FAUVEL was followed 14 months later by Ian Ryder, a former Metropolitan Police detective who was working at the FA as the football integrity and anti-corruption manager. On LinkedIn Ryder says he is an intermediary for 1st Sports Management but he confirmed yesterday that he also works on a consultancy basis for USM. He even has a USM business card. Concern among other football agents centred on the access Fauvel and Ryder might have had to sensitive information about contracts between agents and their players, given that all representation agreements between footballers and intermediaries are lodged at Wembley under FA regulations.
While there is no suggestion such information has been used to USM’s advantage, they have become one of the most powerful agencies in the game. USM’s last unaudited accounts at Companies House state net assets of £4.48m.
An Irish agent called Eamonn Collins has represented Blackstock in the past, and is understood to be a business associate of Salthouse’s. Together with Fleischmann, Collins and Salthouse are listed as directors of a company in Dublin called Cluainweir Limited.

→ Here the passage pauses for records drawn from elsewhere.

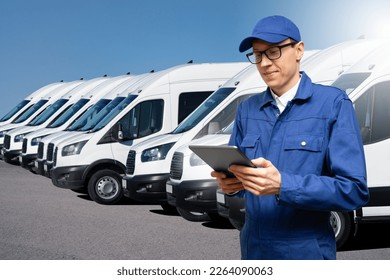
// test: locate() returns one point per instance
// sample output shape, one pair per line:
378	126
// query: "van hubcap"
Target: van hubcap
107	187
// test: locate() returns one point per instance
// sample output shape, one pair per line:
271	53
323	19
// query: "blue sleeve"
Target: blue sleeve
343	184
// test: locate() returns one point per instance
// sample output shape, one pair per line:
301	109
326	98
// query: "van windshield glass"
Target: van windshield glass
88	116
68	113
16	109
203	110
30	111
121	106
348	82
228	129
48	112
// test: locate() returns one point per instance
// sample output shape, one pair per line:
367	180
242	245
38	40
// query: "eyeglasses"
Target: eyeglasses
271	53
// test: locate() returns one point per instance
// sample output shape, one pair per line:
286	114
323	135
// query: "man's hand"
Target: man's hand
265	180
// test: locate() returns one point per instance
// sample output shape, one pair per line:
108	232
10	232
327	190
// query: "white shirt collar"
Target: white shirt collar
281	101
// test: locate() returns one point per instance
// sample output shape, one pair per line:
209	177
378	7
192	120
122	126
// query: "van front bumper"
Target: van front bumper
146	188
193	195
69	177
27	161
11	156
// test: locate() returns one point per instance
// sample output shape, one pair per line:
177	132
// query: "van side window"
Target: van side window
373	113
223	119
144	119
189	101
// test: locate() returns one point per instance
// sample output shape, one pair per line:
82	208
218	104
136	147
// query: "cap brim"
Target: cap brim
246	44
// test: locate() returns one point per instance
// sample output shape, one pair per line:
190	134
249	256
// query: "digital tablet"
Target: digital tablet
221	157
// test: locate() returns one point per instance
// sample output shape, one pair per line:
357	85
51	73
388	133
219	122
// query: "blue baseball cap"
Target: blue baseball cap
272	29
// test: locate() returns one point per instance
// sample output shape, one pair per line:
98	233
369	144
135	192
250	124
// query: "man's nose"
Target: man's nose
265	61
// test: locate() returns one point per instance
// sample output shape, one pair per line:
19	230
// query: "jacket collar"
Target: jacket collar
304	92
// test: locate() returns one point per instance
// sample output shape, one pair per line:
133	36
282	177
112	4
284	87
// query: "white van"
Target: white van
96	160
27	102
91	92
49	97
149	162
367	83
12	145
194	173
84	123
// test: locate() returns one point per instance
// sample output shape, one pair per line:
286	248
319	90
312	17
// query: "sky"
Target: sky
46	41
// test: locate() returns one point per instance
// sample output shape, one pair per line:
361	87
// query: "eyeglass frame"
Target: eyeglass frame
265	52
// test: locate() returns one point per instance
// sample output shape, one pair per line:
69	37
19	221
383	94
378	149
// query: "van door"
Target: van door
143	121
373	113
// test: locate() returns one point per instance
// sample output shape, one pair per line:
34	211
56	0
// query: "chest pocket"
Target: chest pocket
304	142
250	144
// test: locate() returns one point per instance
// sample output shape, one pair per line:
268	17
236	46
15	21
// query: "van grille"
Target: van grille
40	150
130	163
24	146
177	166
7	141
50	151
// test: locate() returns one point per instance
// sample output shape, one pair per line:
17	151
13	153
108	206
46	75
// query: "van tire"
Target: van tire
193	216
341	223
236	224
105	187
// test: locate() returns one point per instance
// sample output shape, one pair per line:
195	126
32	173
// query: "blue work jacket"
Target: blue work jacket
315	144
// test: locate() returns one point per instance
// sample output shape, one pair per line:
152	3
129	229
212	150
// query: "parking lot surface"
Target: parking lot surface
41	221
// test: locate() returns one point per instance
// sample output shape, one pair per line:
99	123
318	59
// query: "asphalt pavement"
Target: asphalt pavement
39	221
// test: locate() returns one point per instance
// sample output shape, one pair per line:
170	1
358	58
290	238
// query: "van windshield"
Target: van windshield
204	109
228	129
89	115
30	111
348	82
16	109
102	123
48	112
68	113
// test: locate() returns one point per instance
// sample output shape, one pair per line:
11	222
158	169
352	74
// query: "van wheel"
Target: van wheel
193	216
169	208
236	223
341	223
105	187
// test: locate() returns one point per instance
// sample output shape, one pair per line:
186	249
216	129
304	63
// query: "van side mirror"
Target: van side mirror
120	132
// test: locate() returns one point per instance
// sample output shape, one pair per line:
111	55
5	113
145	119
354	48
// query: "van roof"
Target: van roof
41	92
102	89
337	59
377	62
190	72
61	90
125	88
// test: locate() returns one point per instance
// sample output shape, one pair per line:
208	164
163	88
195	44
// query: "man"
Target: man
305	141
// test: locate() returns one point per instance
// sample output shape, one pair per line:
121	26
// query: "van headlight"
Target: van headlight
156	153
19	138
35	141
73	149
195	160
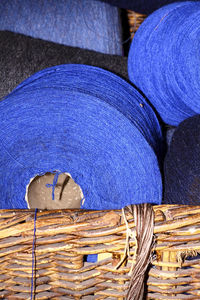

In August 2016 the Brazillian authorities issued arrest warrants for Collins, himself a former footballer, and two other men as part of their investigation into alleged ticket touting at the Rio Olympic Games. The men denied any wrongdoing.
The allegations against those involved, with former Olympic Council of Ireland president Pat Hickey among them, include ticket touting, money laundering and tax evasion. Brazil’s Supreme Court suspended the case last November.